29 mars 1880

Jules Ferry expulse les religieux de l'enseignement

Le 29 mars 1880, le ministre de l'Instruction publique Jules Ferry prend deux décrets par lesquels il ordonne aux Jésuites de quitter l'enseignement dans les trois mois. Il donne aux enseignants des congrégations catholiques non autorisées le même délai pour se mettre en règle avec la loi ou quitter aussi l'enseignement.

5 000 congrégationnistes sont presque aussitôt expulsés sans ménagement excessif et certaines municipalités anticléricales font du zèle en expulsant aussi les religieuses qui se dévouent dans les hôpitaux. C'est le début d'une active politique de laïcisation de l'enseignement par Jules Ferry, fervent républicain athée et franc-maçon issu d'une riche famille de libres penseurs de Saint-Dié (Vosges).

Alban Dignat
Des Français mieux instruits

La laïcisation de l'enseignement mise en oeuvre par Jules Ferry n'a rien à voir, soulignons-le, avec le développement de l'instruction publique.

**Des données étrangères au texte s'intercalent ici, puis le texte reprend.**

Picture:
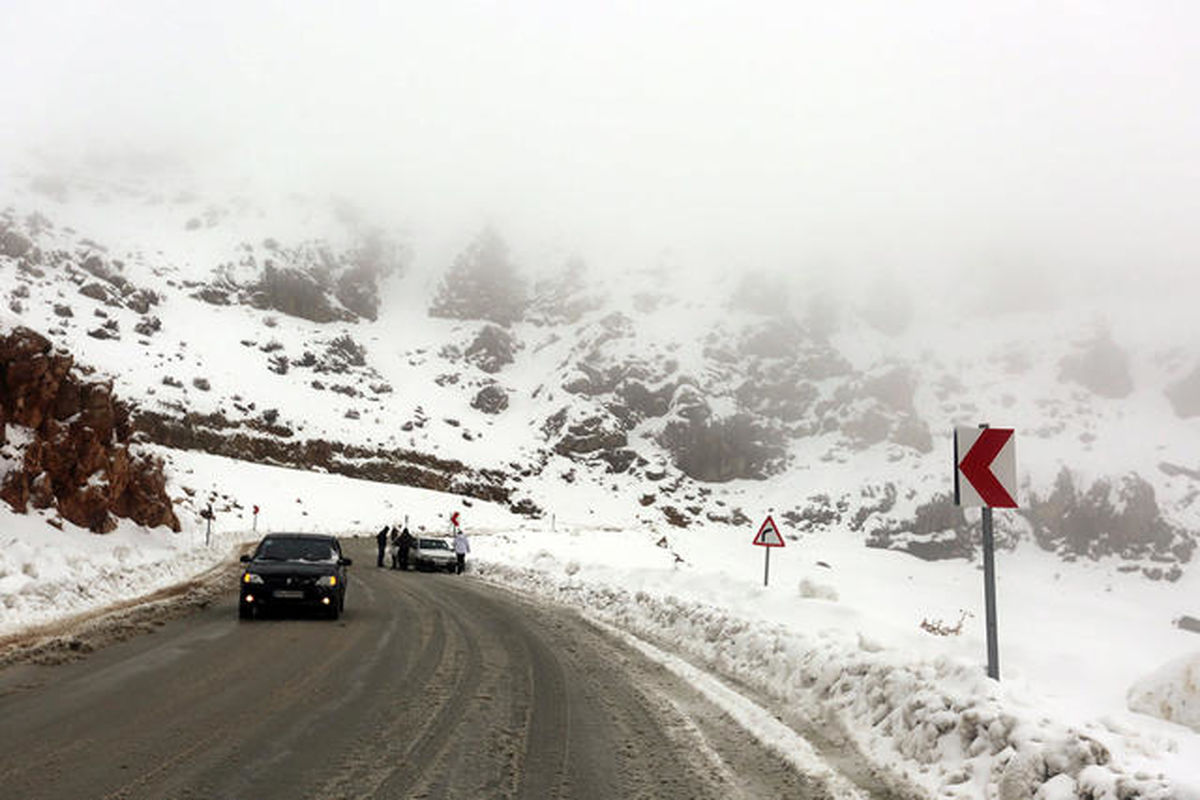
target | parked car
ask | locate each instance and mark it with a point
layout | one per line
(432, 553)
(294, 570)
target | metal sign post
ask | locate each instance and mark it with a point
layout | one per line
(989, 594)
(987, 458)
(768, 536)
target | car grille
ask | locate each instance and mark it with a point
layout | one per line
(289, 581)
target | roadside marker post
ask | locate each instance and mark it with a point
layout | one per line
(987, 458)
(768, 536)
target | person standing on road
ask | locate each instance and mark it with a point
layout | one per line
(461, 547)
(405, 542)
(382, 541)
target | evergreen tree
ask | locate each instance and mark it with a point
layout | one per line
(481, 283)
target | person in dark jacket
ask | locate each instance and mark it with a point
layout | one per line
(461, 547)
(394, 547)
(405, 542)
(382, 541)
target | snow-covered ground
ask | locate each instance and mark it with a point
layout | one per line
(834, 641)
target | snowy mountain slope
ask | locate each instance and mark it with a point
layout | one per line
(659, 407)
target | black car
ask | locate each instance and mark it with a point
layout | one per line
(294, 570)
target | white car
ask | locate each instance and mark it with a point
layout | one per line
(431, 553)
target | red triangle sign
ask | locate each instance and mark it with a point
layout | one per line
(768, 535)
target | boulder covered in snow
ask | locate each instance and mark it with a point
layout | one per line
(1170, 693)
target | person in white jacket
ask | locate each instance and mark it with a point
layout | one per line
(461, 547)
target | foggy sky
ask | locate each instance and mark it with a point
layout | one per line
(930, 137)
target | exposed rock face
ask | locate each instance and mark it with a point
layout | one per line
(298, 294)
(311, 280)
(564, 298)
(492, 349)
(79, 461)
(491, 400)
(1185, 395)
(725, 449)
(1101, 366)
(264, 440)
(937, 531)
(876, 408)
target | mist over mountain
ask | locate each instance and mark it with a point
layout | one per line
(298, 331)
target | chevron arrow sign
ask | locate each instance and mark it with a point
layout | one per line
(985, 467)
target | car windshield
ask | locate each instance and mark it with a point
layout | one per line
(433, 545)
(295, 549)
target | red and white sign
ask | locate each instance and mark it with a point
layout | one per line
(768, 535)
(985, 467)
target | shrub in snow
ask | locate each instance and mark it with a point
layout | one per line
(817, 590)
(725, 449)
(1101, 366)
(1110, 518)
(483, 283)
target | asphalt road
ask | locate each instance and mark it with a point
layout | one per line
(429, 686)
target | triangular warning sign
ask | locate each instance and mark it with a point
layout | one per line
(768, 535)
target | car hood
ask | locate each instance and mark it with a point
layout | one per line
(292, 567)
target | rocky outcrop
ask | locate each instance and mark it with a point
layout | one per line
(564, 298)
(311, 281)
(1101, 366)
(724, 449)
(939, 530)
(1185, 395)
(79, 459)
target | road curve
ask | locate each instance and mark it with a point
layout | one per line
(429, 686)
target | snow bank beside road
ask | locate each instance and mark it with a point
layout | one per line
(918, 707)
(1171, 693)
(935, 726)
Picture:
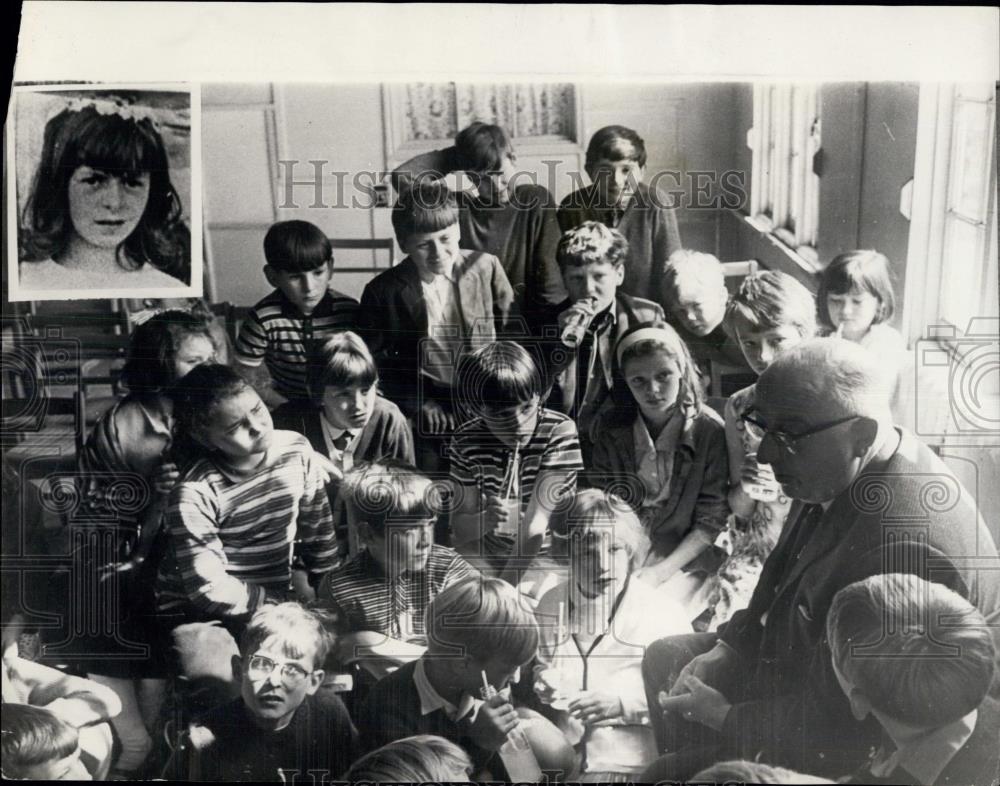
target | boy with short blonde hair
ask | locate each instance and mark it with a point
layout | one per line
(919, 658)
(479, 629)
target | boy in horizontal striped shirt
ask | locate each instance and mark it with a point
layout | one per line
(282, 330)
(386, 587)
(514, 466)
(253, 501)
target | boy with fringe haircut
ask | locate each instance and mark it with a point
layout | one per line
(479, 629)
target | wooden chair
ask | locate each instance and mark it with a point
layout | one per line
(377, 244)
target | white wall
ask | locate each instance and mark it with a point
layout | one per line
(247, 129)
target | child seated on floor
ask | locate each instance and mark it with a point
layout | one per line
(282, 722)
(479, 631)
(252, 501)
(668, 448)
(423, 314)
(281, 332)
(694, 290)
(383, 591)
(345, 419)
(423, 758)
(617, 197)
(39, 746)
(594, 628)
(597, 313)
(770, 313)
(919, 658)
(511, 464)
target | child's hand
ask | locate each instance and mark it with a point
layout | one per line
(752, 473)
(593, 706)
(581, 310)
(496, 718)
(497, 513)
(166, 477)
(304, 593)
(435, 419)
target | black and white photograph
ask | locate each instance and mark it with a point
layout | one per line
(501, 394)
(104, 182)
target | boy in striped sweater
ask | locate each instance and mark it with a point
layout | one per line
(249, 521)
(282, 330)
(514, 465)
(379, 596)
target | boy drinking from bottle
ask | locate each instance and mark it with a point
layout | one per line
(580, 372)
(511, 464)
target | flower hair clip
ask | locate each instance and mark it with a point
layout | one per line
(114, 106)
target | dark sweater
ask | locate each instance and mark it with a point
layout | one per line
(391, 711)
(319, 737)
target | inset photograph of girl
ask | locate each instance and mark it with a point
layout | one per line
(104, 188)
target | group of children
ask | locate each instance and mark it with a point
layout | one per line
(505, 451)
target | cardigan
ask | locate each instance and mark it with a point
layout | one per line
(698, 486)
(394, 321)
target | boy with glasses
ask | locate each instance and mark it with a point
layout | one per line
(280, 724)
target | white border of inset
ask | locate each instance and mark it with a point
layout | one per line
(20, 294)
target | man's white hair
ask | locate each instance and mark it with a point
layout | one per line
(687, 265)
(842, 378)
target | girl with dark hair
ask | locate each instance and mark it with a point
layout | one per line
(102, 211)
(664, 450)
(126, 471)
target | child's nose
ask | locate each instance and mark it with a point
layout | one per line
(113, 192)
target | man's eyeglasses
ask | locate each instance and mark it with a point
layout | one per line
(788, 442)
(260, 668)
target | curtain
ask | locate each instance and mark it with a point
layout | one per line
(439, 111)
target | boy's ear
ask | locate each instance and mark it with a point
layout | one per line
(863, 433)
(315, 681)
(861, 706)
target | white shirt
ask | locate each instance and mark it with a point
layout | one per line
(342, 459)
(614, 663)
(444, 329)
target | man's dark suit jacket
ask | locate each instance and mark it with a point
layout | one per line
(905, 515)
(394, 321)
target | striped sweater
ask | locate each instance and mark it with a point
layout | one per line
(481, 460)
(232, 538)
(279, 335)
(363, 598)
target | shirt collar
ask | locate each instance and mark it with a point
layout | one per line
(289, 309)
(926, 757)
(431, 700)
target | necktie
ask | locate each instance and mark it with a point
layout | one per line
(341, 442)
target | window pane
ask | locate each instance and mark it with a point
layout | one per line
(971, 161)
(963, 258)
(976, 91)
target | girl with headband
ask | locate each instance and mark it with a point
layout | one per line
(665, 451)
(102, 212)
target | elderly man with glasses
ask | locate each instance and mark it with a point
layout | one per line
(869, 499)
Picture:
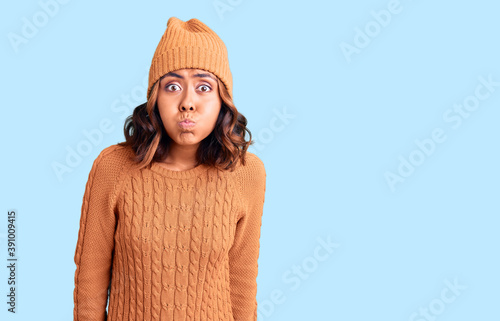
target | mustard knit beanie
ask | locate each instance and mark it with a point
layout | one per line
(190, 44)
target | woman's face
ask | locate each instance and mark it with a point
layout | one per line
(189, 94)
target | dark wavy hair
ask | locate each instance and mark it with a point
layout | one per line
(146, 135)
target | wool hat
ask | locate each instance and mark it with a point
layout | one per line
(190, 44)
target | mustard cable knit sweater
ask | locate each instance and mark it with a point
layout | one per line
(168, 245)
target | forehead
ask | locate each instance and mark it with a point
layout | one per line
(190, 72)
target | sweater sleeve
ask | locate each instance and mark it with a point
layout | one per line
(244, 253)
(95, 245)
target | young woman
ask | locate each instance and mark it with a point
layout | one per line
(171, 218)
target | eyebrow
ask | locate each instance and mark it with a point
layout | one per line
(199, 75)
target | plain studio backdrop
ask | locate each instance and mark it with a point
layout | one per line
(377, 122)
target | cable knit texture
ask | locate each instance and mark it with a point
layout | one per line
(168, 245)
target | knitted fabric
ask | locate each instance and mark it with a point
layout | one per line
(190, 44)
(168, 245)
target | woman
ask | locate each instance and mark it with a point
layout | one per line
(171, 218)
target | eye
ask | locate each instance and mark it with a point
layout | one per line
(206, 86)
(170, 85)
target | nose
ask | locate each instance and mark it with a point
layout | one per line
(187, 102)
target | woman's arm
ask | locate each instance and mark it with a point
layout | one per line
(244, 253)
(94, 248)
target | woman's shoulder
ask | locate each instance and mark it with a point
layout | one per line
(114, 160)
(253, 165)
(252, 174)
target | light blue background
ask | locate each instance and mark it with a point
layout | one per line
(326, 163)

En France, en 1686-1690, sous le règne de Louis XIV, 29% des hommes et 14% des femmes seulement étaient aptes à signer leur registre de mariage et donc considérés comme sachant lire et écrire. Ils sont respectivement 47% et 27% en 1786-1790, à la veille de la Révolution.

C'est sous le règne de Louis-Philippe Ier que l'État commence à se soucier de l'éducation des enfants. À ce moment-là, la moitié des Français ne savent encore ni lire ni écrire et le pays est très en retard par rapport à l'Angleterre et d'autres pays de l'Europe du nord.

Par la loi majeure du 28 juin 1833, le ministre François Guizot met en oeuvre l'instruction primaire publique en imposant l'ouverture d'au moins une école dans chaque commune. Sous Napoléon III, le ministre Victor Duruy amplifie son action. Il développe les lycées et encourage l'instruction des filles malgré l'opposition des milieux traditionnels.

De la sorte, à la fin du Second Empire et avant que n'intervienne Jules Ferry, la France est déjà un pays fortement alphabétisé. Aux environ de 1870, 72% des nouveaux mariés sont en mesure de signer le registre de mariage (78% des hommes, 66% des femmes). Dans le nord et l'est du pays, cette proportion dépasse allègrement les 80%.

Sus aux curés !

À l'aube de la IIIe République, l'enseignement primaire et secondaire conserve une forte connotation religieuse du fait de la loi Falloux, votée le 15 mars 1850, sous la précédente République (!), par une Assemblée à majorité conservatrice.

Cette loi oblige tous les instituteurs à inscrire le catéchisme au programme et à conduire les enfants à la messe ! Elle permet aussi aux congrégations religieuses et aux Frères des écoles chrétiennes d'ouvrir librement des établissements en-dehors du secteur public, avec les professeurs de leur choix, et leur permet d'accueillir jusqu'à la moitié des enfants dans ces établissements. Excessive, la loi Falloux a pour effet de réveiller l'anticléricalisme.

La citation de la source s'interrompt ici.